I'm taking a discrete math course in university right now and we're studying permutations and combinations as one of the chapters. The question I'm confused about states that given a 5-letter alphabet, {A, B, C, D, E}, how many 3-letter strings can be made? Here's my attempt:
Case 1: no duplicates. This is simply asking how many 3-letter permutations exist over the set, so we have $\frac{5!}{(5-3)!}=(5)(4)(3)$. This intuitively makes sense too, because for the first letter, we have 5 choices, for the 2nd we have 4 choices, and for the 3rd we have 3 choices, so using the multiplication principle we should get $(5)(4)(3)$.
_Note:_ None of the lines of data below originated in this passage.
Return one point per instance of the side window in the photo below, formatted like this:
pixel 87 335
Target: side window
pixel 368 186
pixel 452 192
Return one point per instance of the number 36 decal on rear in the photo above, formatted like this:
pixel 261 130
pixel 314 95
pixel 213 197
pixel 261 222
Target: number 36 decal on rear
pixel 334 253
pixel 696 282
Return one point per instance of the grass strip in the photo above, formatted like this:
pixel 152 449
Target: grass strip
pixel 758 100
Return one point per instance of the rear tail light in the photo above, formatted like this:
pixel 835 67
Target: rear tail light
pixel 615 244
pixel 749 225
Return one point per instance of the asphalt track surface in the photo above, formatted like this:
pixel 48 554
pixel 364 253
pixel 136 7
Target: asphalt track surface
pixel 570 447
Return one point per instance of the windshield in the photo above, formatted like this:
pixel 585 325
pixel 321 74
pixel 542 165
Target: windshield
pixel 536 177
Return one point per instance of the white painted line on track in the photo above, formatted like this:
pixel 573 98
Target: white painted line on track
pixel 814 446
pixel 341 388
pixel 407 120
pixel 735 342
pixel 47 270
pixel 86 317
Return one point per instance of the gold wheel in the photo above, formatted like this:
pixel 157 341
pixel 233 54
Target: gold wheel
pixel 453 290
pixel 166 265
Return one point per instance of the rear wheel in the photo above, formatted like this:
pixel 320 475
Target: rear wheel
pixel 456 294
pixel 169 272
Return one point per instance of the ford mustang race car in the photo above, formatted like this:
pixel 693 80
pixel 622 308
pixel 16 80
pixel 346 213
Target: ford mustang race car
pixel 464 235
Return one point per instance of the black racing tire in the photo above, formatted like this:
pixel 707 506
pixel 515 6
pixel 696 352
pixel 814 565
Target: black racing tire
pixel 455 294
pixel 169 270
Case 2: 1 duplicate. Here, I claim that we have 5 choices for the first letter, but then that the second letter must be a duplicate of the first, so we only have 1 choice for it. Lastly, the third letter can be any of the remaining letters except the duplicated one, so there are 4 choices. This gives the specific permutation that the duplicated letter is in positions 1 and 2, but it could also be in positions 1 and 3 or 2 and 3, so we need to multiply our previous answer by 3. This gives: $((5)(1)(4))(3)=60$
Case 3: 2 duplicates. Finally, I claim that to have 2 duplicates, there is only one case, in which we have $(5)(1)(1)$ choices, and any other orderings would just give the same string.
Adding up all the cases, we get $60+60+5=125$ strings.
However, when I look at the solution, the book's answer is much more simple. They simply state that we allow repeated letters, so we can just do $(5)(5)(5)$. I was wondering what is wrong with my reasoning?